The Younger Readers CBCA Short List has a well-balanced selection of books; there’s something for all primary school age groups. I know the awards are judged on literary merit, but this is a helpful and positive by-product.
I’ve written about these 6 books in three Parts for the blog.
As well as a plot run-down and mention of anything that stands out, I’ve incorporated some activities that children could do with these books at school or home.
Boys, in particular, will be very keen to read these first two books.
By Kate Temple & Jol Temple, illustrated by John Foye Allen & Unwin
Jimmy is thrilled to share a name with Captain James Cook but not so keen to write a diary, like the explorer. When he reads that Cook kept a ‘log’, he becomes far more interested. Like Jimmy, children could keep a short log about their daily activities, especially at school, and include one or more illustrations in the naïve style of the book.
The book is funny. When Jimmy dresses up as Cook for History Week he uses powder and hair cream to create Cook’s curls but the cream leaves him with bald spots. He takes his fake arm to Bed, Bath and Cables and loses it in the Kids’ Ball Pit.
When he realises that Cook was killed by the Hawaiians, Jimmy resolves to continue his explorations. He eats cereal to try to win a competition to Hawaii, feeds his baby sister an orange thinking she has scurvy and inadvertently terrorises a guest speaker. He starts an Explorers’ Society (but no girls are allowed) and the members use a formula of ‘Sir + Street Name + Fridge’ brand to invent their names, such as ‘Sir Clanville Fisher-Paykel’. Children could also try finding their own explorer names using this method.
Jimmy discovers lots of information from Google, such as what ‘fermented’ is, and uses an ancestry site to find out about his descendants. Children could also use the internet to learn about their past family.
Devotees can read more in Captain Jimmy Cook Discovers: X Marks the Spot, which is equally good.
Rockhopping by Trace Balla Allen & Unwin
This companion graphic novel to the award-winning Rivertime is set in Gariwerd (the Grampians). It tells the second story of Clancy and Uncle Egg, whilst respectfully including and acknowledging the Jardwadjali, Djab Wurrung and other Aboriginal peoples, as they try to find the source of the Glenelg River. Nephew and uncle also encounter native wildlife and plants and, of course, get lost along the way.
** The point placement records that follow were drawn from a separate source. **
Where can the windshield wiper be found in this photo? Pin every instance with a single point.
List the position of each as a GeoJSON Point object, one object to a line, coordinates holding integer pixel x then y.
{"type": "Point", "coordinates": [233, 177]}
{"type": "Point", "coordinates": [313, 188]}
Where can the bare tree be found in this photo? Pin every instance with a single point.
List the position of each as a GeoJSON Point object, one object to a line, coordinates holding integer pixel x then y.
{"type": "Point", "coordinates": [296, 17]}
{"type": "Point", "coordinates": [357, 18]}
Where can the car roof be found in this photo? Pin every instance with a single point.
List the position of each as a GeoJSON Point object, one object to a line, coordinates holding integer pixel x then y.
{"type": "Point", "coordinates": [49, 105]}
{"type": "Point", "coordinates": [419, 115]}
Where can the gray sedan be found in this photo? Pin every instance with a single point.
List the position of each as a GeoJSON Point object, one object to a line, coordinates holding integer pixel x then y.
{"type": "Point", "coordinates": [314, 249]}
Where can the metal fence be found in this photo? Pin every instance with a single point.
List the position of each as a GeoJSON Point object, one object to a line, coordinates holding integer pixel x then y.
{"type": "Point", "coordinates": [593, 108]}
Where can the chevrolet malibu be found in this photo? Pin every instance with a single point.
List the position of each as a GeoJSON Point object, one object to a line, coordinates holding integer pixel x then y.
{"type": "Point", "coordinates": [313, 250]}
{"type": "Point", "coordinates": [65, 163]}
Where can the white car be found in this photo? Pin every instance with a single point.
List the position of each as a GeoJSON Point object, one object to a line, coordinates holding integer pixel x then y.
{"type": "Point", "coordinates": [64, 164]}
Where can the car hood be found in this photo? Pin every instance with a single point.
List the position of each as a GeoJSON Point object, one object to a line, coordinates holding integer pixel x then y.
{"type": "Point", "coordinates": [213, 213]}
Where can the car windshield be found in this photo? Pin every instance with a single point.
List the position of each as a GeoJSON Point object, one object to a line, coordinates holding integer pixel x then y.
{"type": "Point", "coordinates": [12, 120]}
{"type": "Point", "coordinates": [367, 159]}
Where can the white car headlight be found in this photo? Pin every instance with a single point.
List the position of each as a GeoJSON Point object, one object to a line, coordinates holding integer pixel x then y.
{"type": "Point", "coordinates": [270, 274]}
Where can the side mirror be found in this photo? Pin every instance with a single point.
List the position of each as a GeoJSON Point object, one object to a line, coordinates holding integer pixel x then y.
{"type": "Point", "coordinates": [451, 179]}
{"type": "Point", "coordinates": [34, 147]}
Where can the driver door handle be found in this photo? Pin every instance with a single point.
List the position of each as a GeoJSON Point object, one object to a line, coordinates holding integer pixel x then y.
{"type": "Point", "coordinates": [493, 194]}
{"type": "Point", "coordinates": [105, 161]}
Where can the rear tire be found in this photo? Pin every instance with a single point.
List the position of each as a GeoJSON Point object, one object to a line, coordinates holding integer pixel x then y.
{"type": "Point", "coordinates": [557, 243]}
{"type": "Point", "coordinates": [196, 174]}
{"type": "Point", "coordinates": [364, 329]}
Read this book in conjunction with the Eve Pownall shortlisted, Amazing Animals of Australia’s National Parks. Teacher notes are available at the publishers’ website. Also read My Place by Nadia Wheatley and Donna Rawlins to highlight the section where Clancy imagines the history of the lake and who could have lived there (page 71).
Children could use the panels when Clancy is falling down the cliff, on pages 32-39, to create their own mini-graphic novel or animation of something that could go wrong in the wilderness.